2. Divide the sum above by n-1, where n is the sample size:
Standard deviation = sqrt(20 / (8 - 1))
= sqrt(20 / 7)
≈ sqrt(2.857)
≈ 1.69.
3. Calculate the standard error of the mean:
Standard error of the mean = standard deviation / sqrt(n)
= 1.69 / sqrt(8)
≈ 0.598.
Therefore, the standard error of the mean is approximately $0.598.
b. Compute the margin of error (in dollars) at 95% confidence.
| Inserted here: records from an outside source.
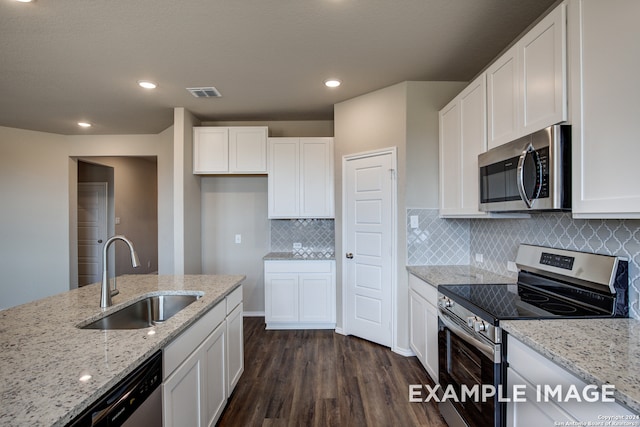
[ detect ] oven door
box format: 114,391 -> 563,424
438,311 -> 504,427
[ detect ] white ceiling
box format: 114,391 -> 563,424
0,0 -> 555,134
To calculate the margin of error, we need to use the t-distribution. Since the sample size is small (n < 30), the t-distribution is appropriate:
1. Determine the degree of freedom, which is n - 1:
Degrees of freedom = 8 - 1 = 7.
2. Find the t-critical value for a 95% confidence level and 7 degrees of freedom. This value can be obtained from a t-table or by using statistical software. For this example, let's assume the t-critical value is 2.365.
3. Calculate the margin of error:
Margin of error = t-critical value * standard error of the mean
= 2.365 * 0.598
≈ 1.412.
Therefore, the margin of error at 95% confidence is approximately $1.412.
c. Compute a 95% confidence interval for the mean of the population.
To calculate the confidence interval, use the formula:
Confidence interval = Sample mean ± Margin of error
Plugging in the values:
Confidence interval = 6 ± 1.412
= (6 - 1.412, 6 + 1.412)
= (4.588, 7.412)
Therefore, the 95% confidence interval for the mean of the population is approximately $4.588 to $7.412.